« Ressources inhumaines, critique implacable de notre société, a imposé le ton froid et cruel de Frédéric Viguier dont le premier roman se faisait l’écho d’une « humanité déshumanisée ». On retrouve son univers glaçant et sombre, qui emprunte tout à la fois au cinéma radical de Bruno Dumont et au roman social. Mais au drame d’un bourg désindustrialisé du nord de la France, Frédéric Viguier ajoute le suspense d’un roman noir. Dès lors, l’histoire d’Yvan, un adolescent moqué pour sa laideur et sa différence, accusé du meurtre de son petit voisin, prend une tournure inattendue ».
P 12 « Au lycée, j’essaye de ne pas m’occuper de mes camarades, de négliger leurs brimades. Je ne réplique jamais, comme si j’admettais que mes bourreaux avaient raison, comme si j’étais d’accord avec eux. Je me dis que je ne mérite pas mieux que leur mépris, puisque personnellement je me méprise. La différence, c’est que je m’accepte, et qu’eux me rejettent./ Je ne veux penser qu’au temps qui passe, mais le temps passe et ma situation ne s’arrange pas. Alors, avant de franchir les portes de l’établissement, je me prépare, je cherche à ignorer ce que l’on me fait subir, mais c’est tellement difficile de simuler le mépris, quand on a que sa figure pour se protéger des autres. Un jour, j’ai pris conscience que les années avaient passé, sans que l’on me prévienne, et que le souvenir de mes espoirs de rédemption s’était estompé, au même rythme que la transformation de mon visage. La laideur s’était définitivement imposée et l’ensemble de mon corps n’avait pas résisté au processus ».
L’intrigue de ce roman est comme coupé à l' »herminette »(instrument qui sert à travailler le bois).
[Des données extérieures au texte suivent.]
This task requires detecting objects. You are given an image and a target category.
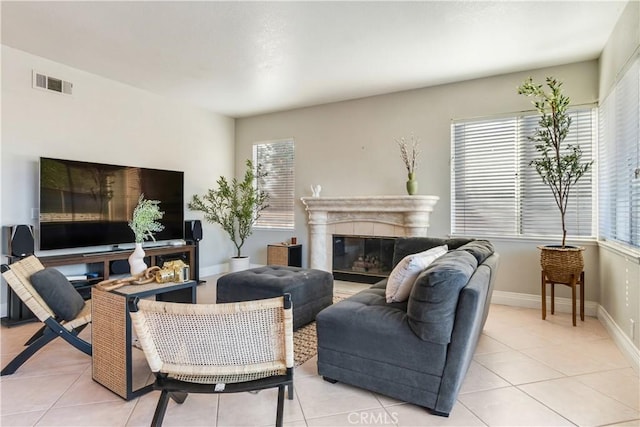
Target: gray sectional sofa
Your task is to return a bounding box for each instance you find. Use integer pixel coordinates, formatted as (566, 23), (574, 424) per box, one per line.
(316, 237), (499, 416)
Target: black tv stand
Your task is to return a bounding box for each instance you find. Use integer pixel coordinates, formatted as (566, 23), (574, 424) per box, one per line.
(1, 244), (199, 326)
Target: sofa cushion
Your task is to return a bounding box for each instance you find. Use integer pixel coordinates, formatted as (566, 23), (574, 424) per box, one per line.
(29, 267), (84, 320)
(457, 240), (495, 265)
(407, 250), (478, 344)
(316, 288), (447, 378)
(393, 237), (473, 267)
(386, 245), (447, 303)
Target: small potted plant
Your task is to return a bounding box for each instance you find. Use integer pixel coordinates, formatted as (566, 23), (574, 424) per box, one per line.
(396, 135), (420, 195)
(188, 160), (269, 271)
(518, 77), (593, 283)
(129, 194), (164, 274)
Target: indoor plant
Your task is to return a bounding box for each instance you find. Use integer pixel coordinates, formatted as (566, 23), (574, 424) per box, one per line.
(129, 194), (164, 274)
(518, 77), (593, 283)
(188, 160), (268, 271)
(396, 135), (420, 195)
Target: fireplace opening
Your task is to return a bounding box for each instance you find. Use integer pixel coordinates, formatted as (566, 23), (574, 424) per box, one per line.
(333, 235), (396, 283)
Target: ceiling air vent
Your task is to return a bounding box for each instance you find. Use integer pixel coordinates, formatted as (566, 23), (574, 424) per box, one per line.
(33, 70), (73, 95)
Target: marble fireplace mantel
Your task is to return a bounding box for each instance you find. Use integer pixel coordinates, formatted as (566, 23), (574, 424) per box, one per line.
(300, 196), (440, 271)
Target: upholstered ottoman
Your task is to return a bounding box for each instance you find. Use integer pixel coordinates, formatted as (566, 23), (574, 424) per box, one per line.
(216, 265), (333, 329)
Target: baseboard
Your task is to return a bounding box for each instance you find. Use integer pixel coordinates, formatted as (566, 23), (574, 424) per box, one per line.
(598, 306), (640, 373)
(491, 291), (640, 372)
(491, 291), (600, 317)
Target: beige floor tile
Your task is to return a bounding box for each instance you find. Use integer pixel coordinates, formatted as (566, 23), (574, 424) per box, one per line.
(37, 400), (136, 427)
(458, 387), (573, 426)
(520, 378), (640, 425)
(0, 373), (80, 415)
(53, 369), (122, 408)
(386, 402), (485, 427)
(0, 411), (47, 427)
(296, 377), (382, 420)
(217, 389), (304, 427)
(472, 356), (564, 385)
(522, 339), (629, 376)
(307, 408), (397, 427)
(475, 334), (510, 355)
(573, 368), (640, 411)
(460, 361), (511, 394)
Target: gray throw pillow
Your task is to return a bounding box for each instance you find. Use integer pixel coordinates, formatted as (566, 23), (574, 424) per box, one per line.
(29, 268), (84, 320)
(457, 240), (495, 265)
(407, 250), (478, 344)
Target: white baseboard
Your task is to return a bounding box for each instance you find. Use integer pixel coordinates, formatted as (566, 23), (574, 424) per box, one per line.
(491, 291), (640, 372)
(491, 291), (600, 317)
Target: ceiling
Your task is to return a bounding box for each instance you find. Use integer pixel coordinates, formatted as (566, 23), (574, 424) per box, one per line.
(2, 1), (627, 117)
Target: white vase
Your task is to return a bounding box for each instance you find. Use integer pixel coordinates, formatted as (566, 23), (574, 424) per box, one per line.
(229, 256), (251, 273)
(129, 243), (147, 275)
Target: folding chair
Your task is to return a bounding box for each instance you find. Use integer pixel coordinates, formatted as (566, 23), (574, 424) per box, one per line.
(0, 255), (91, 375)
(130, 294), (294, 426)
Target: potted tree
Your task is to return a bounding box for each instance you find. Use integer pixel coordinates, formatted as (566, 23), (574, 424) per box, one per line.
(129, 194), (164, 274)
(518, 77), (593, 283)
(188, 160), (268, 271)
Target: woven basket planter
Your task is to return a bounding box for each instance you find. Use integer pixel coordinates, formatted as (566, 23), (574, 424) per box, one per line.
(538, 246), (585, 283)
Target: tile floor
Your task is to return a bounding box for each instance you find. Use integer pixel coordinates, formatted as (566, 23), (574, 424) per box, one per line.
(0, 278), (640, 426)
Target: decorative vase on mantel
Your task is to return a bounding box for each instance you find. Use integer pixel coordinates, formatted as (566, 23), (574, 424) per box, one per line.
(407, 172), (418, 196)
(129, 243), (147, 275)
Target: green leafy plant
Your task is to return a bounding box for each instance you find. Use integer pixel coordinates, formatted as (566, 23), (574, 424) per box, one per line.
(188, 160), (269, 257)
(518, 77), (593, 248)
(129, 194), (164, 243)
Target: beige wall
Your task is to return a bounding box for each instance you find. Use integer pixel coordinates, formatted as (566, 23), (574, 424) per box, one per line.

Cet écrit pointe les impacts de la maltraitance psychologique et physique en famille et en dehors. Il insiste aussi sur les effets de l’isolement social, des déterminismes économiques sur un enfant non « élevé » ou non promu depuis sa naissance (nié dans son besoin reconnaissance d’existence propre).
On sera le témoin comme lecteur, d’une discrimination par ses paires à partir d’une apparence différente (une obésité), une manière d’être différente (introversion), du sentiment d’être laid à un éprouvé de honte.
On s’interrogera sur les causalités d’un « meurtre d’enfant » dans une logique non binaire, car de quel meurtre enfant s’agit-il? De la victime ou du bourreau? Dans une circulation subtile des places.
Avec brio Frédéric Vignier ramène au centre de son intrigue la place du social et de la misère psychologique et dépasse la question « du paraitre ».
Pour que l’un se libère de son aliénation l’autre doit-il être « tué »? Ce roman interroge cette logique implacable du meurtre de l’autre et de ce qui a manqué pour qu’il en soit autrement sur les questions d’altérité et de leur possible dialogue. Pour ce faire puisse notre d’humanité pouvoir en accueillir les faiblesses multiples.